2 - Whites who have very strong commercial interests in Native Americans but effectively disguise that pure commercial/financial interest with Native activism and speak for Indians all the time. One example would be Rob Schmidt of Blue Corn Comics who writes on Indian and gaming issues, and writes for Casino Journal, Indian Gaming Business, and Indian Country Today besides speaking for Indians on websites, blogs, Facebook and Twitter.

3 - This is a little controversial and I am sorry for that. To this list, I would add leaders of Indian organizations who are white-looking but enrolled members of Indian tribes while lacking any cultural Indian experience. Examples would be white-looking Indian professors who argue that there was no genocide of Natives (yes, there are a few of those) and white-looking leaders of NDN organizations like the NCAI, Assembly of First Nations (AFN), etc who speak for other Indians.

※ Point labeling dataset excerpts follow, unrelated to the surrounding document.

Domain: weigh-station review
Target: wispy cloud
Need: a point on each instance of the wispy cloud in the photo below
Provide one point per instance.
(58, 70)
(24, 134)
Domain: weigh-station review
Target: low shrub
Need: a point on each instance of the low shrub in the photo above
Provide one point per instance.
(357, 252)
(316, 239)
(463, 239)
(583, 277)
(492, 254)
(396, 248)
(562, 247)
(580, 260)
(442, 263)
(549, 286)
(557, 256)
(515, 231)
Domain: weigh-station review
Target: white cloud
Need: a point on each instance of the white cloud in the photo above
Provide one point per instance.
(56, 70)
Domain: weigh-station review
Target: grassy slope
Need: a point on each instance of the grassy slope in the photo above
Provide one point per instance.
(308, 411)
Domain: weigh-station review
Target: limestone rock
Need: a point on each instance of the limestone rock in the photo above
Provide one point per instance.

Not quite, Sanchez. I don't write for gaming magazines anymore and I speak about Indians, not for them.

Yes, I make a living working with Indians. So do millions of other people--including you, presumably.

Does that mean none of us can address Native issues? Does working in Indian country render the opinions of doctors, lawyers, teachers, and journalists invalid?


I've effectively disguised my "pure commercial/financial interest" so well that I can't even see it myself. The money pouring in from my hours of blogging, posting, and tweeting is completely invisible to me.

In fact, I'm probably a millionaire now with the blind trust I set up called "How to Exploit Indians." I'll probably be able to retire to a tropical island soon and laugh at everyone who supported me.

What a pathetic joke.

People not to be wary of?

People who didn't make Sanchez's list for some reason:

1) Federal and state politicians, especially conservative ones.

2) Courts that rule against tribes and tribal sovereignty.

3) Corporations that seek to exploit Native land and resources.

4) Schools that teach only about Indians in the past tense.

5) Entertainment that treats Indians as costumed savages.

6) The media that report only on Native poverty and crime.

7) Racists of all stripes.

Other than that, great list, Sanchez!

Incidentally, if you're a Native who disagrees with Sanchez, you're probably a "white" Indian who has only a few drops of Indian blood and culture. According to his group, the only opinions that count are those of dark-skinned Indians who live on reservations. Unless they oppose mascots, that is--in which case they're stooges and sellouts too.

I guess Sanchez didn't like it when I called him a racist for saying "white Indians" weren't real Indians. Oops, my bad.

P.S. Sanchez's e-mail includes the phrase "tribalguerrillawarfare." It's meant to describe him and the listserv. Hence the title of this posting.